The value of mobile payments in 2016 is predicted to reach $617bn as the number of mobile users worldwide reaches...
According to Gartner, mobile payments are set to increase 62% in value this year to $171.5bn compared with $106bn last year. Gartner expects an average 42% annual growth in transaction values between 2011 and 2016, taking it to $617bn.
Gartner says the market will be fragmented with different technologies used to access services in different locations.
"There will be a few global players that have the scale and resources to serve large customers and the mass market whose requirements can be readily satisfied by standard solutions," said Sandy Shen, research director at Gartner.
"However, there will always be segments that cannot be sufficiently served by the global players.
"The demand of these segments can only be satisfied by specialised or local players who can better understand the segment and have specific solutions to meet the unique challenges."
In Western Europe, 80% of mobile payments will be made through the web by 2016, said Gartner. This is because mobile internet is common on devices. In the developing world, SMS will be the favoured transaction technology.
But near field Communications (NFC) payments will take longer to become established.
"NFC payment involves a change in user behavior and requires collaboration among stakeholders that includes banks, mobile carriers, card networks and merchants," said Shen.
"It takes time for both to happen, so we don't expect NFC payments to come into the mass market before 2015. In the meantime, ticketing, rather than retail payment, will drive NFC transactions."
Banks are introducing mobile payments services in the UK. In February Barclays bank launched an application, known as Pingit, that will enable mobile phone users to make free payments to other UK mobile users directly.
More than 120,000 people downloaded Barclays Bank Pingit mobile banking app within five days of its release. The application followed the bank’s work on a private cloud that will underpin the app, as well as a raft of cloud-based mobile banking services set to follow.
Banks face a decision over mobile banking platforms.

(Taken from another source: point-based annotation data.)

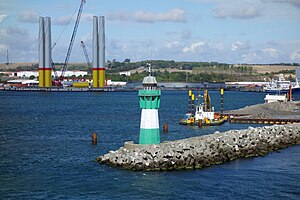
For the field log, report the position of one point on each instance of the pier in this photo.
(204, 151)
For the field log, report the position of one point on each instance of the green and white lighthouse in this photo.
(149, 103)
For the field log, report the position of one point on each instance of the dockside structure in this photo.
(98, 52)
(45, 52)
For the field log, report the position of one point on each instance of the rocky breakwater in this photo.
(203, 151)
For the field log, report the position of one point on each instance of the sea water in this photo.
(46, 150)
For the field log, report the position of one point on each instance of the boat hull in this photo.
(212, 123)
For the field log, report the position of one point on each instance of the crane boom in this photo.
(72, 39)
(86, 54)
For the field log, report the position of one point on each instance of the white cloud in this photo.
(237, 45)
(193, 47)
(187, 34)
(29, 17)
(251, 57)
(2, 17)
(237, 11)
(87, 17)
(271, 52)
(22, 45)
(63, 20)
(175, 15)
(295, 55)
(171, 44)
(295, 3)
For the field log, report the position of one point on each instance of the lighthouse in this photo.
(149, 98)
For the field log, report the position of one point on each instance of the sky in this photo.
(227, 31)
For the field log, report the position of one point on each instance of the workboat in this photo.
(203, 115)
(281, 86)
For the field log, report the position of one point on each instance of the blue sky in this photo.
(240, 31)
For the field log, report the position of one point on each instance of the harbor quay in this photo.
(203, 151)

Do they build their own unique systems or share one as a utility?
In the 1990s, banks knew customers would want to bank from home, so they built their own internet banking platforms.
They invested heavily in internet banking platforms, in the belief that they could differentiate, but it turned out those platforms do not offer differentiation.
Now banks know customers are taking up mobile payments, they will have to decide whether to invest individually or share transaction infrastructure, as now do for traditional payments.